Skillv1.0.0

ClawScan security

Video Clip Maker Youtube · ClawHub's context-aware review of the artifact, metadata, and declared behavior.

Scanner verdict

SuspiciousApr 17, 2026, 5:01 PM

Verdict: suspicious
Confidence: medium
Model: gpt-5-mini
Summary: The skill's behavior largely matches a cloud-based video clip service, but there are inconsistencies and privacy/credential-handling concerns you should review before installing.
Guidance: This skill appears to be a cloud-based video editor that uploads your footage to mega-api-prod.nemovideo.ai. Before installing or using it: 1) Confirm you trust the service domain (look up company, privacy policy, data retention, and deletion). 2) Prefer to supply your own NEMO_TOKEN rather than letting the skill mint an anonymous token automatically. 3) Ask whether the skill writes files or tokens to ~/.config/nemovideo/ and where session tokens/credits are stored; clear any local storage expectations. 4) Be explicit about consent before uploading private or copyrighted video — the skill will send your raw media to a third party. 5) If you need stricter control, avoid using the skill or only test with non-sensitive sample videos.
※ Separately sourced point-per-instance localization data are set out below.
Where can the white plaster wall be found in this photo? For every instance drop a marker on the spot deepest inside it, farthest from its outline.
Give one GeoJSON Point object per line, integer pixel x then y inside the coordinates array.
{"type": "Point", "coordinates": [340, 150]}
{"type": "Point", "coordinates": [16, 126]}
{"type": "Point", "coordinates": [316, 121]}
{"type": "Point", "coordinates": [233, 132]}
If the owner can provide a verifiable homepage, privacy policy, or a reputable API host (e.g., official domain or documented service), that would raise confidence.

Review Dimensions

Purpose & Capability: noteThe name/description claim to edit and render videos on a remote GPU backend, and the instructions exclusively call out endpoints for uploading, editing, and exporting — that is coherent. However, the SKILL.md frontmatter declares a config path (~/.config/nemovideo/) while the registry metadata earlier listed no required config paths; this mismatch could indicate sloppy packaging or hidden local storage behavior.
Instruction Scope: concernThe runtime instructions direct the agent to: contact an external API (mega-api-prod.nemovideo.ai), optionally obtain an anonymous token automatically, create sessions, upload user media (up to 500MB), stream SSE edits, poll renders, and store session IDs. Automatically generating credentials and uploading user video without explicit, informed consent is a privacy risk. The instructions also tell the agent not to display raw API responses or token values to users, which is unusual and reduces transparency.
Install Mechanism: okThis is an instruction-only skill with no install spec and no code files — nothing will be downloaded or written by an installer step. That lowers supply-chain risk, but does not change the fact that user files are sent to the external service at runtime.
Credentials: noteThe only declared required credential is NEMO_TOKEN, which is appropriate for a third‑party service. However, the skill will attempt to mint an anonymous token itself if NEMO_TOKEN is not provided, which means it can operate without explicit credentials you control. The frontmatter's configPaths entry suggests it may read/write ~/.config/nemovideo/, which was not reflected in the registry summary — this needs clarification.
Persistence & Privilege: noteThe skill is not marked always:true and does not include install scripts, so it does not demand permanent inclusion or elevated platform privileges. Still, it instructs storing session IDs and implies writing config under ~/.config/nemovideo/ (frontmatter) — verify what it writes locally and for what retention period.